Abstract
INDUCTION OF APOPTOSIS IN RAT LIVER CELLS VIA CASPASE ACTIVATION BY CHLOROFORM FRACTION OF METHANOL EXTRACT OF DRYMARIA CORDATA

*A.O.Olowofolahan and O.O.Olorunsog

ABSTRACT

Modulators of mitochondrial Permeability Transition (mPT) pore opening are targets of drug development for conditions arising from dysregulated apoptosis. Drymaria cordata (DC) is a medicinal plant used locally in the treatment of tumors, but there is paucity of scientific information to justify these folkloric claims. In this study, the effects of chloroform fraction of the methanol extract of Drymaria cordata (CFDC), was investigated on mitochondrial-mediated apoptosis via induction of pore opening. The methanol extract (MEDC) was partitioned successively to obtain n-hexane (NFDC), chloroform (CFDC), ethylacetate (EFDC) and methanol (MFDC) fractions. The animals were equally divided into four groups. Groups I, II, III and IV were treated orally with distilled water, CFDC(50mg/kgbdwt), CFDC(100mg/kgbdwt) and CFDC(200mg/kgbdwt), respectively. Rat liver mitochondria were isolated by differential centrifugation.
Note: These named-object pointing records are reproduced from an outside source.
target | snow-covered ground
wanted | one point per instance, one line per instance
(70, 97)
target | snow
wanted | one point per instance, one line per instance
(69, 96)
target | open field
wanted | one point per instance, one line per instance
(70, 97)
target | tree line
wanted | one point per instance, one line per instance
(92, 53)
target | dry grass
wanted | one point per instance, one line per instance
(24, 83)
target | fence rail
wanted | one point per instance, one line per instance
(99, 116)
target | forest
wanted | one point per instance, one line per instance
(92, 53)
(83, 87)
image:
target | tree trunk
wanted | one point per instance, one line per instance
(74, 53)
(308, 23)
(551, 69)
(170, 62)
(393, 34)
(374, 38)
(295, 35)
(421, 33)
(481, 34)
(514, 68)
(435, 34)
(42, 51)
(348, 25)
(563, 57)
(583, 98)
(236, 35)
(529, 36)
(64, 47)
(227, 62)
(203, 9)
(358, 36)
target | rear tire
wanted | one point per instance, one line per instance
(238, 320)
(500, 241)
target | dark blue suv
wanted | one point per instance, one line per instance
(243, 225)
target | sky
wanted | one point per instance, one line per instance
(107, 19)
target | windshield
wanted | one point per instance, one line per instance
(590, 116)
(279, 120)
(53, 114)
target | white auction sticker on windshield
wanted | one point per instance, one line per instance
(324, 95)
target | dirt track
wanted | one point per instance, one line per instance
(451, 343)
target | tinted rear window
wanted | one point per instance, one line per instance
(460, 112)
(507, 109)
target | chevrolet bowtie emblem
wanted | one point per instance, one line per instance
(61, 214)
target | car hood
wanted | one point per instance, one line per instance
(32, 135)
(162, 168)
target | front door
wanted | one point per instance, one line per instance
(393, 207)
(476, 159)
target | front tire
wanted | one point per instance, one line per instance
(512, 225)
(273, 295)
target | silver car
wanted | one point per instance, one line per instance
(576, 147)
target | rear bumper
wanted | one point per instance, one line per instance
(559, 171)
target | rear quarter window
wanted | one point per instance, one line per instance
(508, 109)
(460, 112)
The effects of CFDC on mPT pore, mitochondrial ATPase activity, mitochondrial membrane lipid peroxidation, cytochrome C release, extent of DNA fragmentation, Caspases 9 and 3 activation and expressions of anti-apoptotic Bcl-2 protein were investigated. Data were analysed using ANOVA at α 0.05. Oral administration of CFDC at 50, 100 and 200mg/kgbdwt caused the induction of mPT pore opening by 25, 38 and 50%, respectively, and hepatic DNA fragmentation by 20%, 37% and 60%, respectively. CFDC showed significant enhancement of mitochondrial ATPase activity, activation of caspase 9 & 3 and positive immunohistochemical expression of cytochrome c and downregulation of anti-apoptotic Bcl-2 expression.These results suggest that CFDC contains bioactive agent that can induce mitochondrial-dependent cell death which might be relevant in situations where apoptosis needs to be upregulated.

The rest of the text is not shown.